You’re paying a high interest rate, but qualify for a lower one.
If you have one credit card with a really high interest rate while your other credit cards have more reasonable rates, it may be time to let go of the high rate card. You don’t necessarily have to cancel the highest rate card. Instead, you can transfer the balance to a lower rate card or simply pay off the balance as quickly as possible.
Your credit limit’s been slashed to almost nothing.
A credit card with a paltry credit limit is not worth holding on to. It’s not like you could purchase much of anything if you wanted to. If you like the credit card, try asking for a credit limit increase. If your limit doesn’t budge, it’s time to move on. The only exception is when you’re just starting out or starting over with credit.
The subprime card you got when your credit was bad.
Once your credit starts improving, there’s no need to keep your bad credit credit card around, especially if you now qualify for better credit card deals.

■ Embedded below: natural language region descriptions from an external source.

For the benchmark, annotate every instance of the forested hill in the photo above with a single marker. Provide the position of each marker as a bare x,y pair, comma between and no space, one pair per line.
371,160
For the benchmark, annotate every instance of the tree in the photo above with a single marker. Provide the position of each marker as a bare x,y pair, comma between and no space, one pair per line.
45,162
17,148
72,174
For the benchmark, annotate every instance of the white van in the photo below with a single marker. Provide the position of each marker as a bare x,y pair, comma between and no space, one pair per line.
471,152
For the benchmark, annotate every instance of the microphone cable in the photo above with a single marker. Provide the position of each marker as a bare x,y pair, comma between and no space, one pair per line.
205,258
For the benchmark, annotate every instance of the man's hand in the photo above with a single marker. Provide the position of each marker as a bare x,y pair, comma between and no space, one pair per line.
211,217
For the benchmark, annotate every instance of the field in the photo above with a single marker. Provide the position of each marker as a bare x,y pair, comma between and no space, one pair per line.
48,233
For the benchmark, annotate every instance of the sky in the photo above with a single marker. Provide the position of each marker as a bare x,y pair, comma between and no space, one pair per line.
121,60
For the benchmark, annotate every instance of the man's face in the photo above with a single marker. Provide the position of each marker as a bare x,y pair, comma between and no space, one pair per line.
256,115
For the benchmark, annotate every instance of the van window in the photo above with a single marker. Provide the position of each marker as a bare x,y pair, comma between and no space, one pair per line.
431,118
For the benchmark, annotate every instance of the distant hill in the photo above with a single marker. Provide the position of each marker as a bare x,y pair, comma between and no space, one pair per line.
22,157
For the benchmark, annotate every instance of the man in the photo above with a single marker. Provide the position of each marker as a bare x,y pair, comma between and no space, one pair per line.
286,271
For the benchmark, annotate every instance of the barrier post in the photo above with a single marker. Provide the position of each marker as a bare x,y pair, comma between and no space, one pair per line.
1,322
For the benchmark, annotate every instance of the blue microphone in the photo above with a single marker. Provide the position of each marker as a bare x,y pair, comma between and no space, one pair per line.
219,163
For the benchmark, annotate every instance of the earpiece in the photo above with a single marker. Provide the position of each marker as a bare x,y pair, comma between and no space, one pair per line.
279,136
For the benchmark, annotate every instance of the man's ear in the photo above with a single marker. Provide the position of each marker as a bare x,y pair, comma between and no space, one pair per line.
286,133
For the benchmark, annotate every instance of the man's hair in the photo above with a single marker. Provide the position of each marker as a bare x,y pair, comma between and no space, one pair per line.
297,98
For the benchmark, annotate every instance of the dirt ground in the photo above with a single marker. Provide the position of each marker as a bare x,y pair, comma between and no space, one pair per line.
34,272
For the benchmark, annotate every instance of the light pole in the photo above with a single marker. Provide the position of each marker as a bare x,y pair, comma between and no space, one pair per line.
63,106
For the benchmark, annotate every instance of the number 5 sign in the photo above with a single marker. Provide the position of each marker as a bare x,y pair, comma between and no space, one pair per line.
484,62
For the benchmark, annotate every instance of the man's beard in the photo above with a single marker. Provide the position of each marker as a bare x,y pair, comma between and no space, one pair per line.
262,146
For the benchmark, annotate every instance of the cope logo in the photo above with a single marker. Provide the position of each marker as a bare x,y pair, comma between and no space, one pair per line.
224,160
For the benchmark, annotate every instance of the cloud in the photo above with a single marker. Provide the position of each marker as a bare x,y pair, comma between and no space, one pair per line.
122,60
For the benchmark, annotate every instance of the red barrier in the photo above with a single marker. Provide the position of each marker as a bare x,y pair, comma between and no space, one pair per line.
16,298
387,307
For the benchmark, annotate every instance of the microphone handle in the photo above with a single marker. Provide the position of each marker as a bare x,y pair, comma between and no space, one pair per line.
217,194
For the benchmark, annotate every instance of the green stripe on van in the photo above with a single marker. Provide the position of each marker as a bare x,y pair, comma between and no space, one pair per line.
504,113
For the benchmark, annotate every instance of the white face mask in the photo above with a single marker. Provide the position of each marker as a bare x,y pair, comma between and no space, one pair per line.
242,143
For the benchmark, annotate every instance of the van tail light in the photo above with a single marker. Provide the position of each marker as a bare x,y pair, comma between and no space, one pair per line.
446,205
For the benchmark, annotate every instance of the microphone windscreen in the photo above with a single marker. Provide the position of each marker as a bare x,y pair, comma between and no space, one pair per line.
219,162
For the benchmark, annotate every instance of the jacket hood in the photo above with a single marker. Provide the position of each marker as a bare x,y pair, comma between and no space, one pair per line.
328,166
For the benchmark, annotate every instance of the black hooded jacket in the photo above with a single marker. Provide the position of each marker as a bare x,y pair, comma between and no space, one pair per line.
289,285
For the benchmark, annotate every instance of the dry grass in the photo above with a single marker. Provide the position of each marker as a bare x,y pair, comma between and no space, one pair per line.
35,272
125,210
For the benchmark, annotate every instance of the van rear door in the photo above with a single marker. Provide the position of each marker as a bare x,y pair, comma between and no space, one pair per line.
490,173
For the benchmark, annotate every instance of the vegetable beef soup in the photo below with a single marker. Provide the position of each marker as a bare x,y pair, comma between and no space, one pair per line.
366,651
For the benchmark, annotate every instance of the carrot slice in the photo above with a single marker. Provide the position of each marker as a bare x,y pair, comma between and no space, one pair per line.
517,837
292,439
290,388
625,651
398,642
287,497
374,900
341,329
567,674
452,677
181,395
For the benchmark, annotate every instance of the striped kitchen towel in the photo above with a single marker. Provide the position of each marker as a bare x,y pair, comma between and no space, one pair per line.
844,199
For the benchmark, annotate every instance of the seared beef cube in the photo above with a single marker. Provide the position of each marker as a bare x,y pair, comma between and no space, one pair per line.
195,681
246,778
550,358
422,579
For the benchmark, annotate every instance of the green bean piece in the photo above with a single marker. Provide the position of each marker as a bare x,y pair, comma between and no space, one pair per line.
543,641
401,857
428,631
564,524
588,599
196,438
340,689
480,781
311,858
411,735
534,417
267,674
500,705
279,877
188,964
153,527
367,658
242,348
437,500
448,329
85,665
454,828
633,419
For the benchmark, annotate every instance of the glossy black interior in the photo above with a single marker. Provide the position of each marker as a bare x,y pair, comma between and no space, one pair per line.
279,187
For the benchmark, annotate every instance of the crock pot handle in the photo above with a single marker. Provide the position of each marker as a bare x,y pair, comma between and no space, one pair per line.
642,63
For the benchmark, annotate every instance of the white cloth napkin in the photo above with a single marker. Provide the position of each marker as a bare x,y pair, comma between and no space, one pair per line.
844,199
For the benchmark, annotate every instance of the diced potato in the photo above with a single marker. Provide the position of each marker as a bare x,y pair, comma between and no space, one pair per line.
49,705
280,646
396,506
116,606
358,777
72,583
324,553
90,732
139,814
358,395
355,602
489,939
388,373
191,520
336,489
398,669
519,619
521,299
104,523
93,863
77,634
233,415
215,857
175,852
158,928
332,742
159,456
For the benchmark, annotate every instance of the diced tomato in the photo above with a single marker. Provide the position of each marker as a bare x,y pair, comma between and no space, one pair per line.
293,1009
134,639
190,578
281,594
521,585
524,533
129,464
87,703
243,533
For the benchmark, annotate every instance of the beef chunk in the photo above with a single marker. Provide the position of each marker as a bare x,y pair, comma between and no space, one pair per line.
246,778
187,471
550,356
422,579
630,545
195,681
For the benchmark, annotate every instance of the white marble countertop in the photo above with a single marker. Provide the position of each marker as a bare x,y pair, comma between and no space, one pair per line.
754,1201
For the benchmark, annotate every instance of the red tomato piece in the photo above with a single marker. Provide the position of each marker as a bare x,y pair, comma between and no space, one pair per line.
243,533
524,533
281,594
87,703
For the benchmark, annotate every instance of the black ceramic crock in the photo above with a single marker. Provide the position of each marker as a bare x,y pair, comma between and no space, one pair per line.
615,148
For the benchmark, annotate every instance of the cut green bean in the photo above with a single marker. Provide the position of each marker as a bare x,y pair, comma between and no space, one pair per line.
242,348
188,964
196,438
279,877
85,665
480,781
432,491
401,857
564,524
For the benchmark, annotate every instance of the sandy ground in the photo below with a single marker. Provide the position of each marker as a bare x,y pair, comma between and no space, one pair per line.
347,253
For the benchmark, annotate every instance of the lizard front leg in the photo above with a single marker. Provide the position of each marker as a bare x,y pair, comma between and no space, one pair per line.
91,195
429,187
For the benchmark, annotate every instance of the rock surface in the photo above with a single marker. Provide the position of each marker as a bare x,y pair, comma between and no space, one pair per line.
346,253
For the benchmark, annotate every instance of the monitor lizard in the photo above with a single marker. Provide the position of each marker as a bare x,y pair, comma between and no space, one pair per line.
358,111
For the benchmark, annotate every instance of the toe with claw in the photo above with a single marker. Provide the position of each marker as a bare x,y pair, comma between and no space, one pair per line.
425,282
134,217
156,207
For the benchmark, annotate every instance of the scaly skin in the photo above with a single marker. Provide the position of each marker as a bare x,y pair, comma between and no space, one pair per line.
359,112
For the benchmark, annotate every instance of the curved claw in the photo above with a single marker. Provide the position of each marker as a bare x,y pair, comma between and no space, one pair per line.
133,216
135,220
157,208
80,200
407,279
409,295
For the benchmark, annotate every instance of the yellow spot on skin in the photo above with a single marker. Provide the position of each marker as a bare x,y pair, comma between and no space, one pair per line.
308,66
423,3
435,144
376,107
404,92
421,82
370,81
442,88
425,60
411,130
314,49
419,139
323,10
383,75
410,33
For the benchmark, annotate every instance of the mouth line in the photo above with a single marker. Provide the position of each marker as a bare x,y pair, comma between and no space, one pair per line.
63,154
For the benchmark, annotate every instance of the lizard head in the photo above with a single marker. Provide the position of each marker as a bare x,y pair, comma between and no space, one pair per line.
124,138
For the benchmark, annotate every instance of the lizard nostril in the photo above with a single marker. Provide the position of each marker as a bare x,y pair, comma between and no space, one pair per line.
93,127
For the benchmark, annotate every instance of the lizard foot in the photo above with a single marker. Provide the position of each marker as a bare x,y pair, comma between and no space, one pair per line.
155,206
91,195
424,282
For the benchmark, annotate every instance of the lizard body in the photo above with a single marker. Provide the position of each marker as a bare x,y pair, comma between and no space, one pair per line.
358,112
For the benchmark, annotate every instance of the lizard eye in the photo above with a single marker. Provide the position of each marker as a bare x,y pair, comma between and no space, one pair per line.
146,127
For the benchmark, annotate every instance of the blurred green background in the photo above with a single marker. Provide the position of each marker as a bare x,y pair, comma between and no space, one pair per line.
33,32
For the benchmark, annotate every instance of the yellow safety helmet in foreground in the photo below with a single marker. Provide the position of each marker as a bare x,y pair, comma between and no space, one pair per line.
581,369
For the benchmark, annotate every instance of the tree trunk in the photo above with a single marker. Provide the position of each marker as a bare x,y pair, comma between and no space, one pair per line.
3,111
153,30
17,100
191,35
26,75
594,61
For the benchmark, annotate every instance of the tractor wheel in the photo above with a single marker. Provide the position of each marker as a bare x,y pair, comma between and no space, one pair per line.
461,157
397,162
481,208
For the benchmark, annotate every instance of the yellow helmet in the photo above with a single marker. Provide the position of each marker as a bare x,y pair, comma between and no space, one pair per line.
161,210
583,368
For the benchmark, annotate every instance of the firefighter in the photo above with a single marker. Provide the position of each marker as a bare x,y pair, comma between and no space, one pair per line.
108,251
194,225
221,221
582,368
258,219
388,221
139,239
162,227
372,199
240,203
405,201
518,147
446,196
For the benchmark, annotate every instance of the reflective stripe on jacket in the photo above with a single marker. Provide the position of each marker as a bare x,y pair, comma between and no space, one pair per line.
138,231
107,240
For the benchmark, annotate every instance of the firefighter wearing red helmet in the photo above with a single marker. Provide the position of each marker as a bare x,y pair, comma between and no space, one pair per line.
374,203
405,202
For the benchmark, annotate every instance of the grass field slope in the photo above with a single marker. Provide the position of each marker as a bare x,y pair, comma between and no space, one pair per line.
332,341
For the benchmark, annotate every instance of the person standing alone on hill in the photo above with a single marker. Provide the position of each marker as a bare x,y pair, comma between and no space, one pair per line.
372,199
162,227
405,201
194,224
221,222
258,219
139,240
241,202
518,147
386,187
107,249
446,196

Get rid of that subprime credit card as soon as you can. The same thing goes for any secured credit card that doesn’t convert to an unsecured card after 12 to 18 months of timely payments. But, make sure you get accepted for a better credit card before you close either of these.
Rewards cards that limit or expire your rewards.
If you do your part making charges on your rewards card, your credit card issuer should let you spend them. There are too many rewards credit cards that don’t limit or expire your rewards to keep a card that looks for opportunities to take rewards from you. When your rewards card makes it difficult or impossible to take advantage of the rewards you’ve earned, move on to a better card.
Caution Closing Credit Cards
Be careful when you close a credit card account; it could have some impact on your credit score. This is usually true when you close a credit card that has a balance or you close one of only a few credit card accounts. But, you have to decide whether a temporary hit on your credit score is worth keeping a deadbeat credit card.